By Holly Rosenkrantz

Inadequate and sometimes inaccurate data has been used to set wage rates for workers on federal construction jobs, possibly raising costs to U.S. taxpayers, according to congressional auditors.

Poor data collected by the U.S. Labor Department prevents accurate calculations of the prevailing pay rate required by law on the projects, the Government Accountability Office, Congress’s investigative arm, said in a report to be released today. The department “cannot have high confidence its results” are accurate, according to the report.

Labor Department officials in many cases base the wage rates on six or fewer workers, according to the watchdog agency. It also has failed to periodically update the information to assure the data represents current conditions, according to the report.

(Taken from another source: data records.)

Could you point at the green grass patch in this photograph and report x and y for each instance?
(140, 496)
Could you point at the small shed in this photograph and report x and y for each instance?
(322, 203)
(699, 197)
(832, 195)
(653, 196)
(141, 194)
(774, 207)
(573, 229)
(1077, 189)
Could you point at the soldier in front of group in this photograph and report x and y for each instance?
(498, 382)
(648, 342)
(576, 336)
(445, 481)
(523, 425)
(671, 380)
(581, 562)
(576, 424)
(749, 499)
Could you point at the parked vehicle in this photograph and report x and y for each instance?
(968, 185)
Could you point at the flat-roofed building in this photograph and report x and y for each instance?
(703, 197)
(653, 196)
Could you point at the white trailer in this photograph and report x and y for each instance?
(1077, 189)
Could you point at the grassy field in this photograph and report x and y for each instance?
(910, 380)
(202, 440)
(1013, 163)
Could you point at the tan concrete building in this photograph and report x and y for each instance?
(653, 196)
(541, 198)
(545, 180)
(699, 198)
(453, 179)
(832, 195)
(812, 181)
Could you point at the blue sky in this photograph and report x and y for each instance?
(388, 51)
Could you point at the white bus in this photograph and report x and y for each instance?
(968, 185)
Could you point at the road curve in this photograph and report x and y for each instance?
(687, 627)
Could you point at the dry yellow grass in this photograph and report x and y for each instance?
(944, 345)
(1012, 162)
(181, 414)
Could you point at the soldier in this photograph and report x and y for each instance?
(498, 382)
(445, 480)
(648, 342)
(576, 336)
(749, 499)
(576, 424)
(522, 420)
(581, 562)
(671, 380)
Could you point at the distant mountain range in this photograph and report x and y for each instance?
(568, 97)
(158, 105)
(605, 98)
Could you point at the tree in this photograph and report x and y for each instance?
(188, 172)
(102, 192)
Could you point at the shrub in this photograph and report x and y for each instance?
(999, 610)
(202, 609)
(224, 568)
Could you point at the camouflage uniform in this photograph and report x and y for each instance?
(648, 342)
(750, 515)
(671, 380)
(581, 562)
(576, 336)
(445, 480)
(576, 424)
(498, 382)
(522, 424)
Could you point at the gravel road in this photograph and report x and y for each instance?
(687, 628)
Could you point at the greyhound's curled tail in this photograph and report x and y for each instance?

If “prevailing wage rates are too high, they potentially cost the federal government and taxpayers more for publicly funded construction projects,” according to the report.

The Davis-Bacon law, passed in 1931, requires workers on federal construction projects to be paid at rates prevailing for workers on similar jobs near the work site.

The 2009 U.S. stimulus law allocated about $300 billion for federal spending on building and infrastructure projects that would be subject to Davis-Bacon rates. About $220 billion was spent in 2009.

“These inaccurate wage determinations may drive up the cost of federal construction projects” and discourage competition, Representative Tim Walberg, a Michigan Republican, who leads a House subcommittee on worker protection.

Representative John Kline, a Minnesota Republican and a member of the workforce protections subcommittee, said lawmakers aren’t sure federally funded projects paid wages that were accurate or fair.

“We can no longer accept a system that spends taxpayer dollars without any real accountability, accuracy or transparency,” Kline said.

The GAO also cited a lack of transparency on how the Labor Department determines Davis-Bacon wage rates.